Recognizing this, President Obama has been treading a careful line in dealing with ISIS: tactical support and limited arms, rather than flooding the region with weapons; thousands of airstrikes, but no boots on the ground; and cautious diplomacy with Russia and Iran. To be sure, this lacks the “grand vision” many may be familiar with. But rebuilding Syria will not come solely, or even primarily, through a military solution. While some hawks such as Senators John McCain and Lindsey Graham have specifically called for American boots on the ground, many politicians—and most Americans—are too war-weary to consider this palatable. American military leaders, too, seem skeptical about deploying troops.
Enter the prospective Republican presidential candidates. As 2016 draws closer, many Party favorites are speaking out on foreign policy issues—including ISIL. Naturally, they seek to draw contrast between themselves and President Obama. However, given the complexity of the current crisis, this has proven to be somewhat difficult (with the exception of those calling for ground troops).
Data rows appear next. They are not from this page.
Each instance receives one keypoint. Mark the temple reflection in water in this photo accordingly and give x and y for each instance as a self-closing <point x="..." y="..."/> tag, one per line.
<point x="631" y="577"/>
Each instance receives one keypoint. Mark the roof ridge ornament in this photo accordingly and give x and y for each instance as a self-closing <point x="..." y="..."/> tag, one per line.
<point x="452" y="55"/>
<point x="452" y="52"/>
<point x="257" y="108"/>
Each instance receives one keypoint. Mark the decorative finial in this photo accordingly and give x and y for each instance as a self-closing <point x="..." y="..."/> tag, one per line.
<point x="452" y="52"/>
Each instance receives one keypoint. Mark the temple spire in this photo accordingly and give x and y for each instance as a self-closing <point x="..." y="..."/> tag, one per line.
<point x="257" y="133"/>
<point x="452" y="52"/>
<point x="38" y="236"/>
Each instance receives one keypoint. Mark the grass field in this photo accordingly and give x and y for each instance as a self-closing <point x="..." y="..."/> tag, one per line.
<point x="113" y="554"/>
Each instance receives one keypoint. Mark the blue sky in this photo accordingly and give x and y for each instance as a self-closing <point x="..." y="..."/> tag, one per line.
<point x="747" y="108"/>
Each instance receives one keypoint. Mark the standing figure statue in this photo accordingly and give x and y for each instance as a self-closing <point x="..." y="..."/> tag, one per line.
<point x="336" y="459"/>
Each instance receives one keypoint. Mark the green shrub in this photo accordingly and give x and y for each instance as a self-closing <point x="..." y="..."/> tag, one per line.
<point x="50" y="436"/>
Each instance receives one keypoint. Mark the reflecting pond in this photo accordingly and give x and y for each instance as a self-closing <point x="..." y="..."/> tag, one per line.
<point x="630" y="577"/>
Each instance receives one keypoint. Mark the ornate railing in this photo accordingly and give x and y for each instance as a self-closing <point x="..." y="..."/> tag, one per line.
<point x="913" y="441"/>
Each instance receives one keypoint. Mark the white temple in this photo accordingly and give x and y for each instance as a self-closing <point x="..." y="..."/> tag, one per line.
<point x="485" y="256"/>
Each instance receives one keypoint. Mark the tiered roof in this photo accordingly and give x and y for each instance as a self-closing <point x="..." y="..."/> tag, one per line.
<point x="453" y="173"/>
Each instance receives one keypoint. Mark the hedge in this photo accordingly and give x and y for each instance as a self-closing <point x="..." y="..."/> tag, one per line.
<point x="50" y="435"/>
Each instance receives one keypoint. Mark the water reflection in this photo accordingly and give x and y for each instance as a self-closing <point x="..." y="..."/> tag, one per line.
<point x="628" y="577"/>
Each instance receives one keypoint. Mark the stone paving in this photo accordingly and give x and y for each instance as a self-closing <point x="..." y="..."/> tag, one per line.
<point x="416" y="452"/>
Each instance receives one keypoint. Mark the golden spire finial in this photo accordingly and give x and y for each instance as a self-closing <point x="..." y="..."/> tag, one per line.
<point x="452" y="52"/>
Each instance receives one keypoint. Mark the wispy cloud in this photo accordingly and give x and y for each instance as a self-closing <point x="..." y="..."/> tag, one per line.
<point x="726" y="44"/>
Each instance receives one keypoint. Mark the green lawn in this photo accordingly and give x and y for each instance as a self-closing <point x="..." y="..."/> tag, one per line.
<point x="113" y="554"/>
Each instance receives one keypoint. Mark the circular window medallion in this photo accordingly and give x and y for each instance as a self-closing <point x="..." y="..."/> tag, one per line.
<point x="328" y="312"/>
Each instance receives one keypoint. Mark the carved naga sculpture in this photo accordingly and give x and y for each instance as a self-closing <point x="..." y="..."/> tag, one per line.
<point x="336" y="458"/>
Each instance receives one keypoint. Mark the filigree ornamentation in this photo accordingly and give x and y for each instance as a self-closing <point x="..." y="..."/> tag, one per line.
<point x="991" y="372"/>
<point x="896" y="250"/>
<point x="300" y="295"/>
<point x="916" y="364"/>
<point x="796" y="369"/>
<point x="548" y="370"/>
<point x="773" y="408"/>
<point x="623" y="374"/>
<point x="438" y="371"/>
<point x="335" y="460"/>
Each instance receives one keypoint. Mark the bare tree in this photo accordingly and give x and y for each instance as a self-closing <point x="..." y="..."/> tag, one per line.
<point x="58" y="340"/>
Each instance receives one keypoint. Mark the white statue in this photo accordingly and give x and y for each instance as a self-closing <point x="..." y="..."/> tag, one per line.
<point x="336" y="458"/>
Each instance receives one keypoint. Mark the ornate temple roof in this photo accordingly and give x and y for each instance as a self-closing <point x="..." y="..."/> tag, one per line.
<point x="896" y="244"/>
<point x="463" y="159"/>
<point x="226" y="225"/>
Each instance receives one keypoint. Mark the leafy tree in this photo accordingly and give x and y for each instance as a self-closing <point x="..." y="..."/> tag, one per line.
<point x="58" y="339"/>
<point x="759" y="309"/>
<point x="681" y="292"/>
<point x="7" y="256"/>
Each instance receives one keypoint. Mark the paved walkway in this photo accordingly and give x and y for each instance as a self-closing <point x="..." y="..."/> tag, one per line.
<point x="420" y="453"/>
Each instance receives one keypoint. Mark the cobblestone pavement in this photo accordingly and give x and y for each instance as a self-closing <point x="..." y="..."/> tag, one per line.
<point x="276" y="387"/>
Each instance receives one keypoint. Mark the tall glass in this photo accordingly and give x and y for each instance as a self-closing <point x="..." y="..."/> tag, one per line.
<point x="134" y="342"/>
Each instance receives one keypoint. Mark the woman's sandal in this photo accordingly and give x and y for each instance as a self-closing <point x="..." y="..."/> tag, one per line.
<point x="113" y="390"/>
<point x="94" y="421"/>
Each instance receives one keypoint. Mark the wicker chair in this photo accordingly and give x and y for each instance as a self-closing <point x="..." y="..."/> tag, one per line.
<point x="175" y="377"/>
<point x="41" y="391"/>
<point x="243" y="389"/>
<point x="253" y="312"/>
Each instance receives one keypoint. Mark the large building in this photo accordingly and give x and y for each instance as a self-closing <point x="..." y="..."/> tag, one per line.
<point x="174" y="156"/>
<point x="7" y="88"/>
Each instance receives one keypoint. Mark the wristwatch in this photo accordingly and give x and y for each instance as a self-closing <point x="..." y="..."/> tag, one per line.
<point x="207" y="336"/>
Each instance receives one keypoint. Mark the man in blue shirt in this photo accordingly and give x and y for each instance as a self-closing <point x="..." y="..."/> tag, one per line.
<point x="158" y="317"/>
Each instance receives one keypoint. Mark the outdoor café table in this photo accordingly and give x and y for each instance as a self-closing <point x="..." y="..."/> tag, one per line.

Take Senator Marco Rubio (R-Florida), for example. When asked by Sean Hannity at the recent Conservative Political Action Committee (CPAC) convention how he would deal with the threat of global terrorism if he were president, Sen. Rubio took a page out of Obama’s book: the United States needed to send intelligence and logistical support, launch airstrikes, and build a coalition of Middle Eastern states (Jordan, Saudi Arabia, the UAE, etc.) to combat ISIS. Despite tacitly admitting that Obama was on the right track, the Senator simultaneously accused Obama of “not putting in place a military strategy to defeat ISIS” because he is afraid of upsetting Iran—despite the fact that Iran has been heavily involved in combatting ISIS and has called on other nations to join in the fight.
In a recent interview, another likely presidential contender, Senator Ted Cruz (R-Texas) accused the Obama administration of failing to adequately arm the Kurds (despite the fact that the US has sent over 3 million pounds of ammunition to the Peshmerga) and accused the President, who authorized over 2,100 airstrikes on ISIS targets, of “leading from behind.” Rand Paul, in anticipation of Hilary Clinton’s likely run for the White House in 2016, recently said he “blamed her for a lot of this”. Paul argued that the United States’ 2011 intervention in Libya created a “breeding ground for terrorists” and voiced opposition to the Obama/Clinton plan to provide arms to Syrian rebels. Remarkably, in the same interview, Paul did an about-face on arming rebels, suggesting that Obama needed to arm Kurdish militias and “do much more.” Perhaps the most embarrassing 2016-fueled response to ISIS came from Wisconsin Governor Scott Walker who assured Americans that his experiences in “dealing with” peaceful Wisconsin protesters made up for his lack of experience and an actual plan.
Fortunately, the GOP rank-and-file seems largely unwilling to obstruct or interfere with the President’s response to ISIS, for now. Further, many Republicans who are not running for President in 2016, including Senate Foreign Relations Committee Chairman Bob Corker, seem ready to engage in a serious debate about what form the United States’ continuing struggle against ISIS should take. With the serious exception of sending a controversial letter to the leaders of Iran in an attempt to undermine the United States’ uneasy relationship with a now critical regional partner (like it or not), we must hope that if Republicans participate in foreign policy making (as they should), they set aside election politics and do so in a responsible and constructive way.